[The Good Time Coming by T. S. Arthur]@TWC D-Link book
The Good Time Coming

CHAPTER III
3/13

But I'll tell you what I do know." "I am all attention." "That if people would gather up each day the blessings that are scattered like unseen pearls about their feet, the world would be rich in contentment." "I don't know about that, Agnes; I've been studying for the last half hour over this very proposition." "Indeed! and what is the conclusion at which you have arrived ?" "Why, that discontent with the present, is a law of our being, impressed by the Creator, that we may ever aspire after the more perfect." "I am far from believing, Edward," said his wife, "that a discontented present is any preparation for a happy future.

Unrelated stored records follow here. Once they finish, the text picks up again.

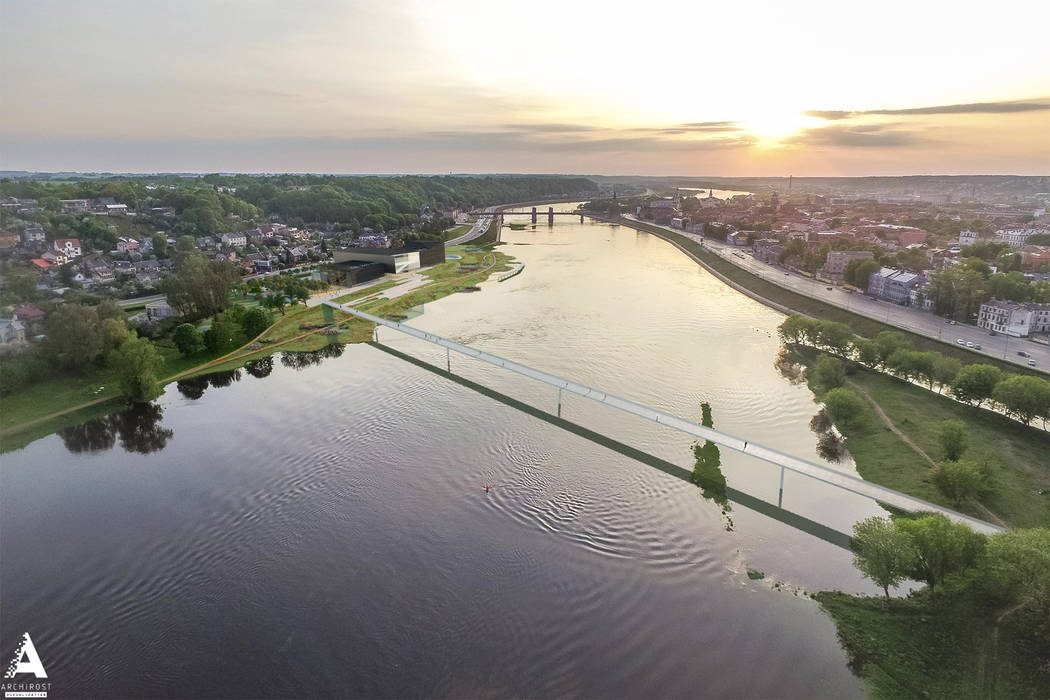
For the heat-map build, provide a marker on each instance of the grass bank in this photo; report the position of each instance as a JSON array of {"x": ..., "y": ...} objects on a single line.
[
  {"x": 1013, "y": 454},
  {"x": 918, "y": 648},
  {"x": 49, "y": 405},
  {"x": 816, "y": 309}
]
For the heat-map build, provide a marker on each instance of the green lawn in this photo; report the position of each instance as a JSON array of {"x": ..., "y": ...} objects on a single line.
[
  {"x": 1014, "y": 454},
  {"x": 911, "y": 649}
]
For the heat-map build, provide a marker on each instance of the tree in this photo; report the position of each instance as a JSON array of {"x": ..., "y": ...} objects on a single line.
[
  {"x": 113, "y": 334},
  {"x": 945, "y": 369},
  {"x": 74, "y": 336},
  {"x": 835, "y": 336},
  {"x": 942, "y": 547},
  {"x": 200, "y": 288},
  {"x": 1011, "y": 285},
  {"x": 844, "y": 406},
  {"x": 858, "y": 272},
  {"x": 882, "y": 552},
  {"x": 958, "y": 481},
  {"x": 137, "y": 362},
  {"x": 798, "y": 329},
  {"x": 255, "y": 321},
  {"x": 888, "y": 342},
  {"x": 275, "y": 301},
  {"x": 828, "y": 372},
  {"x": 952, "y": 436},
  {"x": 161, "y": 245},
  {"x": 221, "y": 335},
  {"x": 975, "y": 382},
  {"x": 187, "y": 339},
  {"x": 1024, "y": 397},
  {"x": 867, "y": 352},
  {"x": 1017, "y": 564}
]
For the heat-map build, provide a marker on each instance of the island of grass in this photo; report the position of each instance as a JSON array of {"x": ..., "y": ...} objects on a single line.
[
  {"x": 51, "y": 404},
  {"x": 900, "y": 454}
]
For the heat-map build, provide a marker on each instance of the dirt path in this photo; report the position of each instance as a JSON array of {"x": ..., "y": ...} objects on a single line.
[
  {"x": 889, "y": 423},
  {"x": 919, "y": 450}
]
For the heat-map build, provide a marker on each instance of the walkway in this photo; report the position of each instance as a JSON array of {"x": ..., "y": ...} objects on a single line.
[
  {"x": 921, "y": 322},
  {"x": 820, "y": 472}
]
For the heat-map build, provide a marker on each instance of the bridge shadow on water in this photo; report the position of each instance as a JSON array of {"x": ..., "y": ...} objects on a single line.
[{"x": 746, "y": 500}]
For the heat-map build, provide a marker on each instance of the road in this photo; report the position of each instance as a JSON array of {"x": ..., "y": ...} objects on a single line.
[
  {"x": 1003, "y": 347},
  {"x": 480, "y": 227}
]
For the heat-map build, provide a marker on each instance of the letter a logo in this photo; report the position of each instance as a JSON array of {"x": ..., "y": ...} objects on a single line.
[{"x": 30, "y": 665}]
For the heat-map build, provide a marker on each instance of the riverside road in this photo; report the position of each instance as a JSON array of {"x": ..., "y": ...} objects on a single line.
[{"x": 915, "y": 320}]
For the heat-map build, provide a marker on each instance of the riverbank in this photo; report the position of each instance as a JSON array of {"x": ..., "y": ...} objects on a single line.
[
  {"x": 927, "y": 647},
  {"x": 895, "y": 444},
  {"x": 791, "y": 302},
  {"x": 50, "y": 405}
]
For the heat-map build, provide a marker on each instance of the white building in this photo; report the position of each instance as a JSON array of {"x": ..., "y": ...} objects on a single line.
[
  {"x": 68, "y": 247},
  {"x": 1016, "y": 237},
  {"x": 234, "y": 239},
  {"x": 1013, "y": 318}
]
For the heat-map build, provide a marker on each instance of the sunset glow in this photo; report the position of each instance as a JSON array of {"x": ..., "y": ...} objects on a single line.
[{"x": 467, "y": 86}]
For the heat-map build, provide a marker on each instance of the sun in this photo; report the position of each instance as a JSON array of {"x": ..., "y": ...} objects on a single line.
[{"x": 773, "y": 128}]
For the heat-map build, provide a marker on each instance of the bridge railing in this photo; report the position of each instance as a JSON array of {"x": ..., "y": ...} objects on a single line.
[{"x": 820, "y": 472}]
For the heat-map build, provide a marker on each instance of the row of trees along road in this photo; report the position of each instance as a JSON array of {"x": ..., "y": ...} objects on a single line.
[{"x": 1023, "y": 397}]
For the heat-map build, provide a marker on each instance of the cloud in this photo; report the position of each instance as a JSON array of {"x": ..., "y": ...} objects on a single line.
[
  {"x": 857, "y": 136},
  {"x": 967, "y": 108}
]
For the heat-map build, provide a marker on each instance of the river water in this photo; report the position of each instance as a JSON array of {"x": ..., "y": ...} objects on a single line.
[{"x": 320, "y": 527}]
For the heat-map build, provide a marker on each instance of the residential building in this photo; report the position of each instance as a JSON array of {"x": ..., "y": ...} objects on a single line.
[
  {"x": 160, "y": 310},
  {"x": 234, "y": 239},
  {"x": 894, "y": 285},
  {"x": 12, "y": 333},
  {"x": 837, "y": 261},
  {"x": 68, "y": 247},
  {"x": 1016, "y": 237},
  {"x": 1014, "y": 318},
  {"x": 72, "y": 206},
  {"x": 767, "y": 250},
  {"x": 34, "y": 235}
]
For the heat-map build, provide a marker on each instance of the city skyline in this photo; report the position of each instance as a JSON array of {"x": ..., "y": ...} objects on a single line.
[{"x": 671, "y": 89}]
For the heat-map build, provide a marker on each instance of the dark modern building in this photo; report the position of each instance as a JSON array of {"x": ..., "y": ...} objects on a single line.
[{"x": 413, "y": 255}]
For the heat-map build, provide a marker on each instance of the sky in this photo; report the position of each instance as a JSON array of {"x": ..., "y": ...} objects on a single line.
[{"x": 437, "y": 86}]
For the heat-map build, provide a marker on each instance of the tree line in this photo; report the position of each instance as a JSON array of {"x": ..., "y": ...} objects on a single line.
[{"x": 1022, "y": 397}]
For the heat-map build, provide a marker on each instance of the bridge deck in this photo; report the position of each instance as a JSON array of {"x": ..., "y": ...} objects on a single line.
[{"x": 820, "y": 472}]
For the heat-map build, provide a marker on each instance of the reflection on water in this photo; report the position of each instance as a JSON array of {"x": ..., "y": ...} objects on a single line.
[
  {"x": 138, "y": 428},
  {"x": 326, "y": 532}
]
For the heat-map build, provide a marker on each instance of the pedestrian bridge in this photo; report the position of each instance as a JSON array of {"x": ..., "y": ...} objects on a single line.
[{"x": 785, "y": 462}]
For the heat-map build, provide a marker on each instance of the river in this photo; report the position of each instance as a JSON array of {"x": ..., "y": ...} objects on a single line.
[{"x": 321, "y": 527}]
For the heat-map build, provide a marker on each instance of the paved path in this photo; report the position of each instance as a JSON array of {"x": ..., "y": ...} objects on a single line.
[
  {"x": 915, "y": 320},
  {"x": 480, "y": 227}
]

Rather, in the wooing of sweet Content to-day, are we making a home for her in our hearts, where she may dwell for all time to come--yea, forever and forever." "Beautifully said, Agnes; but is that man living whose heart asks not something more than it possesses--who does not look to a coming time with vague anticipations of a higher good than he has yet received ?" "It may be all so, Edward--doubtless is so--but what then?
Is the higher good we pine for of this world?
Nay, my husband.

We should not call a spirit of discontent with our mere natural surroundings a law of the Creator, established as a spur to advancement; for this disquietude is but the effect of a deeper cause.

It is not change of place, but change of state that we need.

Not a going from one point in space to another, but a progression of the spirit in the way of life eternal." "You said just now, Agnes, that you were no philosopher." Mr.
Markland's voice had lost much of its firmness.